The drug fully substitutes for LSD in rodent drug discrimination tests and with about the same or slightly greater potency than LSD itself. On the other hand, it was about 2- to 3-fold less potent than ETH-LAD or AL-LAD.

==Chemistry==
===Synthesis===
The chemical synthesis of PRO-LAD has been described.

===Analogues===
Analogues of PRO-LAD include LSD, ETH-LAD, IP-LAD, AL-LAD, BU-LAD, MAL-LAD, PARGY-LAD, CYP-LAD, FLUORETH-LAD, and FP-LAD, among others.

==History==
PRO-LAD was first described in the scientific literature by Tetsukichi Niwaguchi and colleagues in 1976. Subsequently, it was studied and described by Andrew J. Hoffman and David E. Nichols in 1985. The hallucinogenic effects of PRO-LAD in humans were first described by Nichols in a literature review via personal communication with Alexander Shulgin in 1986. The drug was later described in greater detail by Shulgin in his 1997 book TiHKAL (Tryptamines I Have Known and Loved).
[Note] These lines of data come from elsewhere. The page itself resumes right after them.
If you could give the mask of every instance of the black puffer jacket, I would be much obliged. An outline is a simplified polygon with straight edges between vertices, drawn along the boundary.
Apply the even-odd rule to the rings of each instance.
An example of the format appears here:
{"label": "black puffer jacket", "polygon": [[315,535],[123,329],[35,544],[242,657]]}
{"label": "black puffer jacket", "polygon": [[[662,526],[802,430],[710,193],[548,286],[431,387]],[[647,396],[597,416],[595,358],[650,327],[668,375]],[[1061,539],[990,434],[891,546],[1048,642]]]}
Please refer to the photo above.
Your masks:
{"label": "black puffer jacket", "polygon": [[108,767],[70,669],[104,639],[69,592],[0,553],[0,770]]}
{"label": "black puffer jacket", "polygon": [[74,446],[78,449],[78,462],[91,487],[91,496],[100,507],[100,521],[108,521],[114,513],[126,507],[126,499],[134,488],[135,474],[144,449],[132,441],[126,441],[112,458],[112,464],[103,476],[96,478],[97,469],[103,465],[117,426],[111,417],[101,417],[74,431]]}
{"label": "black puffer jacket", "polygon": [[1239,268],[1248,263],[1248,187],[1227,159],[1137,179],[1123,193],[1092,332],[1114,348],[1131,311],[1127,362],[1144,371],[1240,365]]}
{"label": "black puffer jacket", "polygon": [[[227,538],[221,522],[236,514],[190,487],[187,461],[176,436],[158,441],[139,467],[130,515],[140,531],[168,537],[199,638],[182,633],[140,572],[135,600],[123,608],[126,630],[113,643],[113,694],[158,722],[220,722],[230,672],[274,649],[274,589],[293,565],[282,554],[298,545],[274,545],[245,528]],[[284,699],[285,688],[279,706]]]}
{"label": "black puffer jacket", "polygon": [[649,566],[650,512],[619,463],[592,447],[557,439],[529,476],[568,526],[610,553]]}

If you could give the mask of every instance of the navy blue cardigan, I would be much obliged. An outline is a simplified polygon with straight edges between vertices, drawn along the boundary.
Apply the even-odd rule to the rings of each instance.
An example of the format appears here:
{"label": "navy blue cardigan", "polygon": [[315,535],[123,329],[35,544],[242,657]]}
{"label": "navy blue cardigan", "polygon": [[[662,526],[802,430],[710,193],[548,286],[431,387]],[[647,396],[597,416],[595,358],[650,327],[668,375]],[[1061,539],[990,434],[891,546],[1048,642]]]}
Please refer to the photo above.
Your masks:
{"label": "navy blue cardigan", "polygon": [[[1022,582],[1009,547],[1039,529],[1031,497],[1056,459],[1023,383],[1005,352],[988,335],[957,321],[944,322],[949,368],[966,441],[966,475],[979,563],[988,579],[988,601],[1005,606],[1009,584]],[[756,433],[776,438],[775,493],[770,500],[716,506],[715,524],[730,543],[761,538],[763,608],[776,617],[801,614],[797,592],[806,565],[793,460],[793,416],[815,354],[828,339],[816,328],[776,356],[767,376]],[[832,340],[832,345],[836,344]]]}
PRO-LAD is said to have been encountered as a novel designer drug by 2015.

==Society and culture==
===Legal status===
====Canada====
PRO-LAD is not a controlled substance in Canada as of 2025.

====Switzerland====
PRO-LAD is illegal in Switzerland as of December 2015.

====United Kingdom====
On June 10, 2014, the United Kingdom Advisory Council on the Misuse of Drugs (ACMD) recommended that PRO-LAD be specifically named in the UK Misuse of Drugs Act as a class A drug despite not identifying it as ever having been sold or any harm associated with its use. The UK Home office accepted this advice and announced a ban of the substance to be enacted on 6 January 2015 as part of The Misuse of Drugs Act 1971 (Amendment) (No. 2) Order 2014.

====United States====
PRO-LAD is not an explicitly controlled substance in the United States. However, it could be considered a controlled substance under the Federal Analogue Act if intended for human consumption.